Let's clean our data

In [109]:
import pandas as pd
import numpy as np
from sklearn.compose import ColumnTransformer
from sklearn.preprocessing import OneHotEncoder

df = pd.read_csv('data/train.csv')

# Separate features and target
X = df.drop('SalePrice', axis=1)  # assuming 'SalePrice' is your target
y = df['SalePrice']

def encode_categorical_features(X):
    """
    Encodes categorical features in the DataFrame X using OneHotEncoder.
    Returns a DataFrame with encoded features.
    """
    # Get categorical columns from features only
    categorical_cols = X.select_dtypes(include=['object', 'category']).columns.tolist()

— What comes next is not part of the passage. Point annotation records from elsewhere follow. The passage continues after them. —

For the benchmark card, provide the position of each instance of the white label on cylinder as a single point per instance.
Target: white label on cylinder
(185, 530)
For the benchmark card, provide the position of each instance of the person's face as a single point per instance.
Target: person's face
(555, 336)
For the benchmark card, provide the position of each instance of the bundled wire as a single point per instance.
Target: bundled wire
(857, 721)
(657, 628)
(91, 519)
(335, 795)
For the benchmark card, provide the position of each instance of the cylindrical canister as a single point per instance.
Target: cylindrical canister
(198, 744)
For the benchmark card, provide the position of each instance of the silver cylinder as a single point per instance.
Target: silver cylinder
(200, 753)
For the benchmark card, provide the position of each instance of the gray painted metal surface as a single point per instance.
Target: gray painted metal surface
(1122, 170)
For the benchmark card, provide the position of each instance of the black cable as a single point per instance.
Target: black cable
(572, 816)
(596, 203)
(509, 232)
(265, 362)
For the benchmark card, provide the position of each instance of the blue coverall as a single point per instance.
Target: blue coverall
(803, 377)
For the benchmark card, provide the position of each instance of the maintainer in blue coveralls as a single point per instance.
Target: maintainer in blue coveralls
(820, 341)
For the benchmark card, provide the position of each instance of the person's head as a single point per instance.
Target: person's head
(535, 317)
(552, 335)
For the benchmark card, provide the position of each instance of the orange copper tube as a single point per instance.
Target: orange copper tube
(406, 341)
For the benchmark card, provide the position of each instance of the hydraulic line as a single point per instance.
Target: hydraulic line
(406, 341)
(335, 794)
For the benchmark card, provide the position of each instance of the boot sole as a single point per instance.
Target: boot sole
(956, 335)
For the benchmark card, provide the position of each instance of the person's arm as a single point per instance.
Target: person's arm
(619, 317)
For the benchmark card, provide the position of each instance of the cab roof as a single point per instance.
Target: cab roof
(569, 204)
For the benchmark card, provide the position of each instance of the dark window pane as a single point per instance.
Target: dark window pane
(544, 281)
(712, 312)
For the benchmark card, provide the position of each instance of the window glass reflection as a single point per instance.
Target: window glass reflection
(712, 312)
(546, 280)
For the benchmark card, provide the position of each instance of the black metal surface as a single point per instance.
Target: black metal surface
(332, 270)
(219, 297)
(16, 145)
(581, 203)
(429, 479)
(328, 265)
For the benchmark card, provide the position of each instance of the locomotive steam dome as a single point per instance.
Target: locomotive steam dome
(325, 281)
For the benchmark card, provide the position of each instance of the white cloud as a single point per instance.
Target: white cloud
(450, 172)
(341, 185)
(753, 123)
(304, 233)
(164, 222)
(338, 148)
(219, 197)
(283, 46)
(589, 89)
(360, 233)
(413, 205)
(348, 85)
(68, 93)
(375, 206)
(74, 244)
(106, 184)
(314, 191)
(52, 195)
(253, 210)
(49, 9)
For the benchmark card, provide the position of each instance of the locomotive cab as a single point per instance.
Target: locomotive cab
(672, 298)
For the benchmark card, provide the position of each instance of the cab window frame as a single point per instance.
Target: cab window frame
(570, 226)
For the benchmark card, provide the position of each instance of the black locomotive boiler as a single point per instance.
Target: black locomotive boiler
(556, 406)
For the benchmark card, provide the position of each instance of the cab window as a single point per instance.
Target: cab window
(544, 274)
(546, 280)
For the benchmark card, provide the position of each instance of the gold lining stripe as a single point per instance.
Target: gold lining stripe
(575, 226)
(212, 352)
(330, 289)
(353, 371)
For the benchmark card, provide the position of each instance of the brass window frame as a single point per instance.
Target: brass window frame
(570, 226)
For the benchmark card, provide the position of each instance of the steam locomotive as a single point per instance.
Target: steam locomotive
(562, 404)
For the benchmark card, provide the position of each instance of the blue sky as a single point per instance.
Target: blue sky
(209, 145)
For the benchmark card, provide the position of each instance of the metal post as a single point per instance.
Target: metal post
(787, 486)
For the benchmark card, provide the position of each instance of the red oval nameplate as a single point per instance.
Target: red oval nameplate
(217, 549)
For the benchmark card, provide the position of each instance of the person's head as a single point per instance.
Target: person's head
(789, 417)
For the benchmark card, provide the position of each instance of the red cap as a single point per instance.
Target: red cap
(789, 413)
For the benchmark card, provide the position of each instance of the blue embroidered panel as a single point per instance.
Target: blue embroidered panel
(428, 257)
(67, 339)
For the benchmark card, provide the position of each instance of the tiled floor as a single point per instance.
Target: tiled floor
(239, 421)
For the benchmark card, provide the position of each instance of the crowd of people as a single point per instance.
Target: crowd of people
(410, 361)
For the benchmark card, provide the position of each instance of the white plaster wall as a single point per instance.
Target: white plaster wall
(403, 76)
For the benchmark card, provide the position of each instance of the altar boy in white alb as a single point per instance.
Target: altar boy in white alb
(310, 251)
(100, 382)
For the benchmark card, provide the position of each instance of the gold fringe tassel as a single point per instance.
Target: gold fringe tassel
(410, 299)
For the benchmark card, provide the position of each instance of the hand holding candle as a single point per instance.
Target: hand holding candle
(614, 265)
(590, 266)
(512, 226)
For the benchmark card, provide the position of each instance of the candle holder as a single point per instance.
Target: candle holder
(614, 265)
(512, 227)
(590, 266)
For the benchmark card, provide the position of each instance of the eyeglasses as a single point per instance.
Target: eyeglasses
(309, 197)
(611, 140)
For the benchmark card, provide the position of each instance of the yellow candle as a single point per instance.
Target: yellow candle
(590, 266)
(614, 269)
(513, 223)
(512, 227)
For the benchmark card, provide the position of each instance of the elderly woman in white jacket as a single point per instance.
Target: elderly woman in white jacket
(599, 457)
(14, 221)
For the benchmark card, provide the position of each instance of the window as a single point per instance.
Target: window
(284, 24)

    # Handle missing values first
    X_clean = X.copy()
    # for col in categorical_cols:
    #     X_clean[col] = X_clean[col].fillna('Missing')

    # Fill numeric missing values
    numeric_cols = X_clean.select_dtypes(include=[np.number]).columns.tolist()
    for col in numeric_cols:
        X_clean[col] = X_clean[col].fillna(X_clean[col].median())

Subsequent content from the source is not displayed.